Bootstrapping as an Alternative¶

When data is non-normal, or when assumptions of normality cannot be met, bootstrapping provides a powerful alternative. Bootstrapping is a resampling technique that generates multiple samples from the observed data by sampling with replacement. This method allows for the estimation of sampling distributions, confidence intervals, and hypothesis testing without the need for parametric assumptions.

Python Implementation¶

import numpy as np
import matplotlib.pyplot as plt
from sklearn.utils import resample

# Original data sample
data = np.random.exponential(scale=2, size=100)
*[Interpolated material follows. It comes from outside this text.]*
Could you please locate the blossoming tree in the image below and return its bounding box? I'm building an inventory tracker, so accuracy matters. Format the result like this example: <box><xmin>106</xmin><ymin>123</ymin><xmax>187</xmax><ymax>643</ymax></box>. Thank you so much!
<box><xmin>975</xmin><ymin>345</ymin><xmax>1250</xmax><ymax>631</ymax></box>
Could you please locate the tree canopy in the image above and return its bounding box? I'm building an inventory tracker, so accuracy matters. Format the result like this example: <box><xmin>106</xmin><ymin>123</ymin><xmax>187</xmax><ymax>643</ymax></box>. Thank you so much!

# Bootstrapping: Resample the data 1000 times and compute the mean of each sample
bootstrap_means = [np.mean(resample(data)) for _ in range(1000)]

# Plot the distribution of bootstrap means
plt.hist(bootstrap_means, bins=30)
plt.title('Bootstrap Sampling Distribution of the Mean')
plt.xlabel('Mean')
plt.ylabel('Frequency')
plt.show()

# Confidence interval for the mean
conf_interval = np.percentile(bootstrap_means, [2.5, 97.5])
print(f"95% Confidence Interval: {conf_interval}")

Bootstrapping is a powerful tool when the sample size is small or the data deviates significantly from normality, as it allows for the estimation of uncertainty without relying on normal distribution assumptions.